Hard for me to tell. I don't recall seeing a comprehensive (or coherent) authoritative statement of real property rights and/or personal property rights. What I see mostly is opinion and unsupported assertion.
Certainly when it comes to dealings with the government your home, car and person all get pretty close to the same level of search protection.
I suppose so but I don't think "search" is where most of the problems seem to arise, although there have been discussions on this forum over whether or not ownership of real property gives the owner the right to search the personal property which is your car when it's in the parking lot that is the owner's property or to check the personal property which is your merchandise when leaving the store that is the owner's property.
The t-shirts got confiscated because they were the center of the conflict. The kiosk owner just couldnt seem to understand dont sell them here means not to be selling them. And of course keep in mind that the mall owners said theyd give them back.
And there may be contract right issues in that mix, but leaving that aside, if someone takes your car for a joyride without your permission but with the intention of giving it back and in fact does give it back, would your personal property rights be violated or not? I mean they did give your car back.

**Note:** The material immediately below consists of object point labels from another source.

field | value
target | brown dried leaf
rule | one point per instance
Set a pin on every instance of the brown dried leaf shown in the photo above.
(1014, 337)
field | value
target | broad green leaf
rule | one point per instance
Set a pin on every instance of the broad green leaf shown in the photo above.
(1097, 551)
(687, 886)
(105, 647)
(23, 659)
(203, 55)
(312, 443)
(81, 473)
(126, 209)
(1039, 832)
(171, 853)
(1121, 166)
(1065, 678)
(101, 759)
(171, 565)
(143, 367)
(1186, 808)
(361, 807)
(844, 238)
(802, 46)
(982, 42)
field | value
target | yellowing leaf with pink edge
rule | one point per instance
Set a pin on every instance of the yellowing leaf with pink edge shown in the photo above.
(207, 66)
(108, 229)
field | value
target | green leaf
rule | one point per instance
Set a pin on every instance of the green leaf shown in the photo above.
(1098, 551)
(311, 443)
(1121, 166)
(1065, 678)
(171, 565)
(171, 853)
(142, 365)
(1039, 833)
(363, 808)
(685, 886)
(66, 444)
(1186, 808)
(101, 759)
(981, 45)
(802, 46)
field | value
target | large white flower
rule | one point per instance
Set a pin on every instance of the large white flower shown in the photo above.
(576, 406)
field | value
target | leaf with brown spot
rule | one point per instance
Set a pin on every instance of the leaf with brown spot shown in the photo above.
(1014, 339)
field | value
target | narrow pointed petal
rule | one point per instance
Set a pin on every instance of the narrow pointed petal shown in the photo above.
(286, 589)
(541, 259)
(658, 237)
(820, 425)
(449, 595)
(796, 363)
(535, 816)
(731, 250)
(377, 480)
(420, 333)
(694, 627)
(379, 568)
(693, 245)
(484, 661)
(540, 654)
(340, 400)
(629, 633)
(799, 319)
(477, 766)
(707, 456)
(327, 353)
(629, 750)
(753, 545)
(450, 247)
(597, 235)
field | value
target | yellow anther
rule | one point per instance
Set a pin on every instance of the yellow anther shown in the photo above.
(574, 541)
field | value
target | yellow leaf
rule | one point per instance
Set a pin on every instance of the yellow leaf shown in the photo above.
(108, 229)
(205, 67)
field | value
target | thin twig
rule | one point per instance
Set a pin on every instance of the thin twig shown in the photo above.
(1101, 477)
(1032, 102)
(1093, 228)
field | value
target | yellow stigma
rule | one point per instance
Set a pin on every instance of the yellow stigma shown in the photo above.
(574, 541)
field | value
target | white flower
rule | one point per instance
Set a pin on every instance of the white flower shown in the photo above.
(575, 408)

Jurisprudence doesnt mean its a matter of law rather than something fundamental. It means theres been legal cases revolving around it. Weve got a ton of jurisprudence around free speech. The fundamental right is a broad scope concept, jurisprudence is how we define nitty gritty workings of it. Theres a fundamental right to property, but whether or not that right includes action X (which might or might not impinge in some way on somebody elses rights) tends to get worked out in the courts.

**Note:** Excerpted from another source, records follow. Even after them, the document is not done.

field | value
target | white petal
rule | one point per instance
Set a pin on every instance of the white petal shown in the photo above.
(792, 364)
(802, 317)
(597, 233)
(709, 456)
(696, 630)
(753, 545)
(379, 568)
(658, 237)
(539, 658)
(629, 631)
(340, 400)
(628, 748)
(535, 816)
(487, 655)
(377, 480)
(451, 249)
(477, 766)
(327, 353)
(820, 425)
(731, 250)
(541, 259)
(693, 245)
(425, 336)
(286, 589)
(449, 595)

Jurisprudence or the law affects pretty much all our natural rights. That's the result of having a large organized society resulting in the need to make judgments regarding conflicts of rights without those immediately affected resorting to personal force to settle the conflicts. And the effects of the law on the subject of property rights is probably why it's hard to find the statement of real property rights and/or personal property rights I wrote of above. Too many laws in too many jurisdictions. But there ought to be some statement of the fundamentals. A lot of people seem to think they know what the law should be as opposed to what it is and their opinions have to be based on something.
Remember the castle doctrine. In most states now there are laws that outline that you can kill somebody for being illegally on your property because such an action poses a clear enough threat to your safety to warrant deadly response.
I don't know about the "most states" part. Last I checked it was about ten. That could have changed or my source could have been wrong.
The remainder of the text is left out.